Can ‘#include’ COBOL header files, often done for just one or two fields in the header.  But must eagerly construct all defined storage space. 

COBOL subroutines include “open” and “closed” (normal) subroutines; open subroutines tend to be translated as ending with exception throws – result is most subroutines end in an exception throw.

Opt 1: share common init’d String, essentially interning all Strings of blanks. 

Opt 2: Same thing for BigDecimal for value zero but with different scale/decimal-point values.  Instead just return a common cached version.

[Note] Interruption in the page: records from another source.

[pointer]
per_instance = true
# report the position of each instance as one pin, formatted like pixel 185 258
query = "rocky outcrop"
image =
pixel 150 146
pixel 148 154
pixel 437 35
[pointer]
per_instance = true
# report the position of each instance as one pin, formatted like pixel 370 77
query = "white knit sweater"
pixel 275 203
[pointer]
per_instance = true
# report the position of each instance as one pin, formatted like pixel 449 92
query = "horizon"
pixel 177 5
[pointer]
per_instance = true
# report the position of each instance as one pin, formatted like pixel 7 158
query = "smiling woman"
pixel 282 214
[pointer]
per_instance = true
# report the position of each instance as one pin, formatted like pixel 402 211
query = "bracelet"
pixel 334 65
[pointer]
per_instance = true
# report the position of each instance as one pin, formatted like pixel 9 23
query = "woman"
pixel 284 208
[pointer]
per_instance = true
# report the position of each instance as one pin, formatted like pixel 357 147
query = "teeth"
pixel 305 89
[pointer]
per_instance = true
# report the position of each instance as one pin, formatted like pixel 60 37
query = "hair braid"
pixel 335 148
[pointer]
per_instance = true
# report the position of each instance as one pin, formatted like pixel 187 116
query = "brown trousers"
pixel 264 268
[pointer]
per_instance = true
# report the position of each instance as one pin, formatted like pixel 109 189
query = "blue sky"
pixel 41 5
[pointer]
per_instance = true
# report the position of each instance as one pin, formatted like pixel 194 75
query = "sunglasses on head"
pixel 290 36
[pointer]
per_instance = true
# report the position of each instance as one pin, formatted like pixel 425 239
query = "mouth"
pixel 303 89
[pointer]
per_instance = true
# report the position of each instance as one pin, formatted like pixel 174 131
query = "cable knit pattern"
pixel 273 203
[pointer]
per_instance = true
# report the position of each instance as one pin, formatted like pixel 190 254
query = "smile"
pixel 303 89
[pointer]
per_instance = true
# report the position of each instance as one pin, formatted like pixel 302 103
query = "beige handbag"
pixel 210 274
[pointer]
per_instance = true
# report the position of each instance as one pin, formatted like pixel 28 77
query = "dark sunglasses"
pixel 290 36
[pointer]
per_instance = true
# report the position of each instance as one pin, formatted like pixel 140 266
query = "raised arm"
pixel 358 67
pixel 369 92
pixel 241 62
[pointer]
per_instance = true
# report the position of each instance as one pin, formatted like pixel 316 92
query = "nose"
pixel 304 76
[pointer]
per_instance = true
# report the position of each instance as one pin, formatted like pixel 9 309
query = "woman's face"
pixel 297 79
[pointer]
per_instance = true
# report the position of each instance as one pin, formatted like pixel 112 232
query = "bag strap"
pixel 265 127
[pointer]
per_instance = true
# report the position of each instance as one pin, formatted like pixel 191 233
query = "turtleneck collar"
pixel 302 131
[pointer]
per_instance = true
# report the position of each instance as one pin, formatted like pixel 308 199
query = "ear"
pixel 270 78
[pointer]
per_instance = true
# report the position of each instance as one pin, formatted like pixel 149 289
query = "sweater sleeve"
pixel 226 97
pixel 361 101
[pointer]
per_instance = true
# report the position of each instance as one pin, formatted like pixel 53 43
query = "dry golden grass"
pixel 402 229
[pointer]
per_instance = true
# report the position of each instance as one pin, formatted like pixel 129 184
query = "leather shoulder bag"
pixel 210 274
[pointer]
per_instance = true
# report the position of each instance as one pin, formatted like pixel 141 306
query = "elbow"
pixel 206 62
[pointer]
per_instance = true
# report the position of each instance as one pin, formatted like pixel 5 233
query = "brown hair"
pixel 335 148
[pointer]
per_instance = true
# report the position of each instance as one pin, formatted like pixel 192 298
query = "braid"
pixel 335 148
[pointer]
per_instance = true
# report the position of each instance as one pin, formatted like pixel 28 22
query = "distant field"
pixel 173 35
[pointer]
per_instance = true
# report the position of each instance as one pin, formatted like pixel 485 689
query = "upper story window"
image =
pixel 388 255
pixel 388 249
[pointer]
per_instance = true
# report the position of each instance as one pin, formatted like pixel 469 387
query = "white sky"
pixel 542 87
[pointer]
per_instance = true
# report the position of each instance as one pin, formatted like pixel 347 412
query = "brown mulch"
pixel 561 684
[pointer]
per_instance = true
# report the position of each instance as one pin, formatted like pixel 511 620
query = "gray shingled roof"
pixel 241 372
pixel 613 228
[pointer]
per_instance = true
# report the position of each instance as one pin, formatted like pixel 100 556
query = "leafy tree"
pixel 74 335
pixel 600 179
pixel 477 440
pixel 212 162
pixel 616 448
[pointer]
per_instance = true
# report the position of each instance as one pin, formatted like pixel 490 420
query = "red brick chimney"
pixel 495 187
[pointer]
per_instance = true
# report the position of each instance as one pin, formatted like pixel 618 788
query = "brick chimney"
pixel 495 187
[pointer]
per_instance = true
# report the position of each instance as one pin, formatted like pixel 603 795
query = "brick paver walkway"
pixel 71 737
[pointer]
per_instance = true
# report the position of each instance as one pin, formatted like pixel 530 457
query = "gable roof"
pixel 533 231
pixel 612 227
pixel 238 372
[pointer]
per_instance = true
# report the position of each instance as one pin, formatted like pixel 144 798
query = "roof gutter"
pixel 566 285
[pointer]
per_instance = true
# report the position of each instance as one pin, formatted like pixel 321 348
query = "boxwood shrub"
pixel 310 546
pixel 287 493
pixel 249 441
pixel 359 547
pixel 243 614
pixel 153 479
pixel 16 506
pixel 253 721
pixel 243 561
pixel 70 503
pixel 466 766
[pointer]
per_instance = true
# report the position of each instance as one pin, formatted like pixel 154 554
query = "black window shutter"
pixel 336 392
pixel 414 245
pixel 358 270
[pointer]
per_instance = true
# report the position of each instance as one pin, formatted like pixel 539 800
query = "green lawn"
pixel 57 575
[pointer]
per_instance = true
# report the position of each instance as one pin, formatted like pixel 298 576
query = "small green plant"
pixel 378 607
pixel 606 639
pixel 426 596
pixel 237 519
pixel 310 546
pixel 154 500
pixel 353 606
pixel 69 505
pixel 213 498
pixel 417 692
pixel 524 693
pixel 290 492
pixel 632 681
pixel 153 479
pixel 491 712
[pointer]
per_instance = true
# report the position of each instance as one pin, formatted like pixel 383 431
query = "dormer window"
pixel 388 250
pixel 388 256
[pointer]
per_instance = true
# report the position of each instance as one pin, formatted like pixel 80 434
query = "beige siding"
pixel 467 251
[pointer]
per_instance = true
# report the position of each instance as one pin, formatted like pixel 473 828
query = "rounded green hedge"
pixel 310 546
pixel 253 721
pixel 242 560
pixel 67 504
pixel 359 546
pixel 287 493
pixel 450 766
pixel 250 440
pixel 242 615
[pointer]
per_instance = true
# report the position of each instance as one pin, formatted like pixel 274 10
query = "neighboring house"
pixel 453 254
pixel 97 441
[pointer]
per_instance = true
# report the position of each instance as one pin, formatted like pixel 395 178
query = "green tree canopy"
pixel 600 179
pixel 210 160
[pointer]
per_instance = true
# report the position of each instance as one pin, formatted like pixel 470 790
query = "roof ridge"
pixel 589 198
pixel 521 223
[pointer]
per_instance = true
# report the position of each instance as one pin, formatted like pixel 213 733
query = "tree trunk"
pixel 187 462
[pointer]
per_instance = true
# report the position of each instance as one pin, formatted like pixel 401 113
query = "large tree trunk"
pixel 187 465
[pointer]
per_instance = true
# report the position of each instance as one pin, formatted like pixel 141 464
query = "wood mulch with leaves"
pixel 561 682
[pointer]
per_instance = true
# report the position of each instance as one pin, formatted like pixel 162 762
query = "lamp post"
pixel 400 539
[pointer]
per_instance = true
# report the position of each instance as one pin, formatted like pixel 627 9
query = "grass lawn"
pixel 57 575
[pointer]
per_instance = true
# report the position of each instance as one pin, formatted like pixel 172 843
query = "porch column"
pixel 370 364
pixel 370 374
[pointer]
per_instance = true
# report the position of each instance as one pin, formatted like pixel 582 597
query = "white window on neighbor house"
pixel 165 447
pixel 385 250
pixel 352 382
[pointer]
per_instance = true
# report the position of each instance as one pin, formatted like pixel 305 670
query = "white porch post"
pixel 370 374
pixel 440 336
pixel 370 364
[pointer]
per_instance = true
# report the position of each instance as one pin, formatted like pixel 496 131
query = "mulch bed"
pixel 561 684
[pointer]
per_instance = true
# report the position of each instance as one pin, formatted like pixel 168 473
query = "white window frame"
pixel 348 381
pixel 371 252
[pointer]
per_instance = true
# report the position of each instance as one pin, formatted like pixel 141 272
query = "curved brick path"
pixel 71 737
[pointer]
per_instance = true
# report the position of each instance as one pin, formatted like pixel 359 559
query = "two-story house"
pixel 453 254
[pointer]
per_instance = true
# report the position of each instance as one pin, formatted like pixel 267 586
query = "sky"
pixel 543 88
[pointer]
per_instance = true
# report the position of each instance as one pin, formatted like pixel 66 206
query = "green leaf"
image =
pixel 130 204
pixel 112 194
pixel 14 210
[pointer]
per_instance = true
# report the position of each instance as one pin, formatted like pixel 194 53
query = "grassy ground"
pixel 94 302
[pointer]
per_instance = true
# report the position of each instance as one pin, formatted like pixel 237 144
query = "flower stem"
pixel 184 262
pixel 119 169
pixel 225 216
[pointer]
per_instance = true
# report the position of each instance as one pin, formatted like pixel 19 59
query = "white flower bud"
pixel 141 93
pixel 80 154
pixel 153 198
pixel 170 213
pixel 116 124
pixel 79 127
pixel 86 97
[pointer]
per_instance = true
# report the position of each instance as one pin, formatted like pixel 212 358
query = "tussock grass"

Opt 3: All internal fields of structs & arrays are lazily constructed.  Use getters/settings, and get’ers lazily convert null’s to real storage only if asked for – for each array element or field value.

Opt 4: Remove extra throws; notice when calls just return normally and allow callee to just return.

Opt 5: Translator by default uses a lot of reflection, they now make class-specific versions of many things to avoid reflection.

Opt 6: Lots of time/date String manipulation.  So made some custom date/string conversion functions to match the specific COBOL requirements instead of using the default Java Date-conversion libs.

Overall, seeing 10-20% perf improvement, with nearly 75% of objects no longer being allocated.